Binge Drinking, Part 1

In January, 2012, the Center for Disease Control and Prevention (CDC) released an article about binge drinking which cites alarming statistics. Binge drinking is defined as consumption of more than 5 drinks for men and 4 for women, rapidly, over a short period of time. The median age group of most binge drinkers is 18-34 years. The group who most often binge drinks is those aged 65 and older. Most binge drinkers earn more than $75,000.00, while the group binge drinking most often and having most drinks per binge earns less than $25,000.00.

Health Care and Legal Considerations

Although most of these binge drinkers are not considered alcohol dependent or alcoholic, they are a costly factor in health care and the legal system. The study also revealed that most of those arrested for being alcohol-impaired drivers were binge drinkers. The cost per person, in 2006, for binge drinking was estimated at $746. This includes health care costs, stated loss of productivity, and expenses within the legal system. The report also estimated 62 cents per drink in federal, state and local government costs, while taxes on the alcohol brought in only 12 cents per drink. Those who binge drink and do so more often are most likely to get sick and die from alcohol-related illnesses.

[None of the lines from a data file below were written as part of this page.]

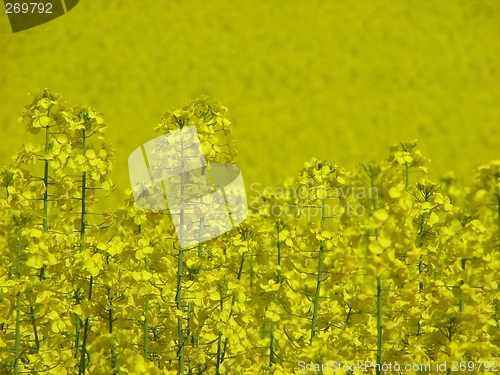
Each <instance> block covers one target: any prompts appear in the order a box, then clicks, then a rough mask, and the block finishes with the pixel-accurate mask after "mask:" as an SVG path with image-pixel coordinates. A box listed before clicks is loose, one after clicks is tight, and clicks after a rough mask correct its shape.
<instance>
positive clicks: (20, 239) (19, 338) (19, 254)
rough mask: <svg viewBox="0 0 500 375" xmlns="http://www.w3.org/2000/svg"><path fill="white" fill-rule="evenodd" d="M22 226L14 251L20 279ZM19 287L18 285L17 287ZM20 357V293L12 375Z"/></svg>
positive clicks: (16, 369) (18, 295) (16, 312)
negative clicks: (18, 240) (13, 364)
mask: <svg viewBox="0 0 500 375" xmlns="http://www.w3.org/2000/svg"><path fill="white" fill-rule="evenodd" d="M22 238H23V237H22V226H21V227H20V228H19V242H18V244H17V249H16V250H17V251H16V274H17V279H18V280H20V279H21V250H22ZM18 286H20V285H18ZM20 355H21V291H18V292H17V295H16V338H15V346H14V375H18V374H19V357H20Z"/></svg>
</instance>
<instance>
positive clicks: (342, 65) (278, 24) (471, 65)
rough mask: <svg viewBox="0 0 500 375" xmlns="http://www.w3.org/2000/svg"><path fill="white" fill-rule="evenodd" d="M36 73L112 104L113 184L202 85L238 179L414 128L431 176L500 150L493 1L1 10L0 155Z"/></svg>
mask: <svg viewBox="0 0 500 375" xmlns="http://www.w3.org/2000/svg"><path fill="white" fill-rule="evenodd" d="M3 12H4V10H3V7H2V13H3ZM45 87H47V88H49V89H51V90H53V91H55V92H59V93H61V94H63V98H65V99H66V100H68V101H69V102H71V103H73V104H80V103H84V104H88V105H90V106H93V107H95V108H97V109H98V110H100V111H101V112H103V113H104V114H105V119H106V122H107V124H108V127H109V133H108V136H109V137H110V138H111V139H112V140H113V143H114V147H115V149H116V151H117V152H116V157H117V162H116V164H115V167H114V173H113V176H114V177H113V179H114V181H115V183H116V184H117V193H118V194H115V196H117V198H116V199H119V198H122V197H123V196H124V195H123V191H124V190H125V189H126V188H127V187H128V186H129V182H128V172H127V158H128V155H129V154H130V153H131V152H132V151H133V150H134V149H135V148H136V147H138V146H139V145H141V144H142V143H144V142H146V141H148V140H150V139H151V138H153V137H155V136H156V135H158V134H157V133H154V131H153V128H154V127H155V125H156V124H157V123H158V122H159V120H160V118H161V116H162V115H163V113H164V112H165V111H167V110H171V109H174V108H178V107H181V106H183V105H184V104H186V103H187V102H188V101H189V100H191V99H194V98H196V97H198V96H200V95H203V94H207V95H210V96H211V98H212V99H214V100H218V101H221V102H222V103H223V104H224V105H225V106H226V107H228V108H229V113H228V115H229V118H230V119H231V120H232V121H233V122H234V124H235V129H234V134H235V136H236V137H237V139H238V142H239V157H238V159H237V160H238V165H239V166H240V167H241V168H242V171H243V174H244V178H245V180H246V184H247V186H250V184H251V183H254V182H259V183H261V184H262V186H264V185H265V184H271V185H274V184H276V183H278V182H279V181H280V180H281V179H282V178H284V177H286V176H290V175H295V174H296V173H297V172H298V171H299V170H300V168H301V166H302V165H303V162H304V161H306V160H308V159H309V158H310V157H312V156H315V157H318V158H326V159H329V160H334V161H336V163H337V164H338V165H340V166H345V167H349V168H350V167H353V166H354V165H356V164H357V163H358V162H361V161H371V160H379V159H380V158H383V157H384V156H385V154H386V150H387V146H388V145H390V144H392V143H394V142H397V141H399V140H400V139H404V138H407V137H413V138H418V139H419V145H420V148H421V149H422V151H423V153H424V154H425V155H427V156H428V157H430V158H431V159H432V163H431V165H432V167H433V170H432V171H431V175H433V176H434V177H437V176H439V175H441V174H443V173H444V172H446V171H449V170H452V171H455V172H457V174H458V175H461V176H464V177H466V176H468V175H469V174H470V172H471V171H472V169H474V168H475V167H476V166H478V165H479V164H482V163H485V162H487V161H488V160H490V159H498V158H499V154H500V136H499V127H500V2H499V1H497V0H475V1H469V0H467V1H466V0H442V1H420V0H418V1H416V0H411V1H410V0H408V1H394V0H363V1H311V0H308V1H303V0H300V1H299V0H296V1H281V0H280V1H257V0H252V1H238V2H234V1H210V2H206V1H199V0H196V1H182V2H181V1H167V0H161V1H160V0H148V1H138V0H136V1H131V0H116V1H100V0H82V1H80V4H79V5H78V6H77V7H76V8H75V9H73V10H72V11H71V12H69V13H68V14H67V15H65V16H63V17H60V18H59V19H57V20H55V21H52V22H50V23H47V24H45V25H42V26H39V27H37V28H35V29H31V30H27V31H24V32H21V33H17V34H12V32H11V30H10V27H9V25H8V20H7V17H6V15H5V14H1V15H0V129H1V139H2V147H1V148H0V164H2V165H4V164H7V163H9V162H10V156H11V155H12V153H13V152H14V150H16V149H17V148H18V147H19V146H20V145H21V143H23V142H33V141H34V140H35V138H34V137H33V136H31V135H28V134H27V133H25V131H24V128H23V125H19V124H18V123H17V118H18V116H19V115H20V112H21V107H22V106H23V105H24V104H27V103H29V102H30V101H31V98H28V97H27V96H26V95H27V94H28V93H29V92H33V91H34V90H35V89H36V88H45ZM40 142H42V140H40ZM114 199H115V198H114Z"/></svg>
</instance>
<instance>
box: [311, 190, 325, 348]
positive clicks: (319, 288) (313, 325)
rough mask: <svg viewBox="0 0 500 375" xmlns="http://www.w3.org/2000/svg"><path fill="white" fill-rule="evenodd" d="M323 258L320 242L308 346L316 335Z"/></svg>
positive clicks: (322, 274)
mask: <svg viewBox="0 0 500 375" xmlns="http://www.w3.org/2000/svg"><path fill="white" fill-rule="evenodd" d="M324 220H325V200H324V199H323V200H322V201H321V223H323V222H324ZM322 227H323V226H322ZM323 257H324V243H323V241H321V243H320V246H319V259H318V275H317V279H316V292H315V294H314V310H313V316H312V322H311V338H310V340H309V343H310V344H312V341H313V338H314V335H315V334H316V326H317V321H318V311H319V298H320V294H321V280H322V278H323Z"/></svg>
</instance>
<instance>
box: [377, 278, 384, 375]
mask: <svg viewBox="0 0 500 375" xmlns="http://www.w3.org/2000/svg"><path fill="white" fill-rule="evenodd" d="M382 314H383V311H382V280H381V277H380V276H378V277H377V364H378V365H379V366H377V375H380V374H381V373H382V372H381V369H380V368H381V366H382Z"/></svg>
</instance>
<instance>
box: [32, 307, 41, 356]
mask: <svg viewBox="0 0 500 375" xmlns="http://www.w3.org/2000/svg"><path fill="white" fill-rule="evenodd" d="M30 316H31V324H32V325H33V335H34V336H35V348H36V350H37V351H39V350H40V338H39V337H38V329H37V328H36V318H35V309H34V308H33V300H31V299H30Z"/></svg>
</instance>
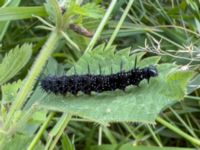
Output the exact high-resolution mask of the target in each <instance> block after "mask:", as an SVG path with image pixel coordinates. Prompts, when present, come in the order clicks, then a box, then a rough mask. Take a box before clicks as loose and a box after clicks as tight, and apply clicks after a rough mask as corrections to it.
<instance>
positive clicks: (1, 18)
mask: <svg viewBox="0 0 200 150" xmlns="http://www.w3.org/2000/svg"><path fill="white" fill-rule="evenodd" d="M33 15H36V16H47V13H46V11H45V9H44V7H38V6H37V7H5V8H0V21H9V20H18V19H27V18H33Z"/></svg>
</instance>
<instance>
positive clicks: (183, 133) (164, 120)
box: [156, 117, 200, 146]
mask: <svg viewBox="0 0 200 150" xmlns="http://www.w3.org/2000/svg"><path fill="white" fill-rule="evenodd" d="M156 121H157V122H159V123H161V124H162V125H164V126H165V127H167V128H169V129H171V130H172V131H174V132H176V133H177V134H179V135H180V136H182V137H184V138H185V139H187V140H188V141H190V142H191V143H193V144H195V145H198V146H200V140H198V139H195V138H194V137H192V136H190V135H188V134H186V133H185V132H183V131H182V130H180V129H179V128H177V127H175V126H173V125H171V124H170V123H168V122H167V121H165V120H164V119H162V118H160V117H157V119H156Z"/></svg>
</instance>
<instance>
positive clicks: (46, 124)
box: [28, 112, 55, 150]
mask: <svg viewBox="0 0 200 150" xmlns="http://www.w3.org/2000/svg"><path fill="white" fill-rule="evenodd" d="M54 115H55V112H51V113H50V114H49V116H48V118H47V119H46V121H45V122H44V123H43V125H42V126H41V127H40V130H39V131H38V132H37V134H36V136H35V137H34V139H33V140H32V142H31V144H30V145H29V147H28V150H33V149H34V147H35V145H36V144H37V142H38V141H39V140H40V137H41V136H42V134H43V133H44V130H45V129H46V127H47V126H48V124H49V122H50V121H51V119H52V118H53V116H54Z"/></svg>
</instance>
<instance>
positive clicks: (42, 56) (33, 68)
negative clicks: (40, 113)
mask: <svg viewBox="0 0 200 150" xmlns="http://www.w3.org/2000/svg"><path fill="white" fill-rule="evenodd" d="M58 40H59V34H58V32H57V31H53V32H52V33H51V35H50V36H49V39H48V40H47V42H46V43H45V45H44V46H43V48H42V50H41V52H40V54H39V56H38V57H37V59H36V61H35V63H34V64H33V66H32V68H31V71H30V72H29V74H28V76H27V78H26V79H25V82H24V84H23V86H22V88H21V89H20V91H19V93H18V95H17V97H16V100H15V101H14V102H13V104H12V106H11V109H10V112H9V114H8V116H7V120H6V122H5V125H4V129H8V128H9V126H10V123H11V121H12V119H13V116H14V114H15V112H16V110H18V109H20V108H21V107H22V106H23V104H24V102H25V101H26V99H27V97H28V96H29V94H30V93H31V90H32V88H33V87H34V84H35V83H36V79H37V77H38V76H39V74H40V72H41V71H42V68H43V67H44V65H45V63H46V61H47V60H48V58H49V57H50V55H51V53H52V52H53V50H54V48H55V46H56V43H57V41H58Z"/></svg>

The Results of Binge Drinking

Heavy drinking is known to contribute to more than 54 different types of injury and disease. Some of these are vehicle collisions, numerous forms of violence and sexually-transmitted disease. Estimated number of deaths each year in the US from excessive drinking is approximately 80,000. Other problems associated with binge drinking are motor vehicle collisions, violent behaviors against others, unplanned pregnancy, fetal alcohol spectrum disease, Sudden Infant Death Syndrome, and suicide.

Where Is Binge Drinking Most Common?

Nationwide, the highest population for binge drinking is located in the northern states of the Midwest, New England, District of Columbia, Alaska and Hawaii. Lowest numbers are across the South, California, Idaho and New Mexico.

The heaviest consumption of numbers of drinks for binge drinkers had a wide range, from six in District of Columbia to nine in Wisconsin. The highest numbers of drinks are seen in Midwest, Arizona, New Mexico, and Utah. Other states that showing the number of drinks to be high are those where fewest binge drinking episodes are recorded, such as the Southern states of Louisiana and Mississippi. Lowest numbers are in California, Oregon, Washington, Alaska and several New England states.

What People Can Do

Possible solutions brought out in the report are numerous. Communities can implement awareness programs and build coalitions to further educate at the level of schools, churches, and community organizations. Others who impact popular opinion are within the medical community, those most often first to recognize symptoms in patients who binge drink. Those who experience firsthand negative impacts of binge drinking behaviors are police, fire personnel, and emergency responders, as well as judges, attorneys and court personnel. As they become educated on recognition of the relationship of drinking to crime, they can affect law making decisions as well as implement them. And people should realize that there are treatment centers and support groups available to help them. They do not have to be alone in their addiction struggles.

Increasing awareness will lead to increasingly effective methods for stopping behaviors that occur with binge drinking. As costs for the outcomes of binge drinking escalate, those searching for remedy will escalate as well.

Kelly McClanahan has an MSW in clinical social work, with a specialization in substance abuse treatment. Having worked in this field for over 20 years, she is currently working on her certification as an addictions' counselor.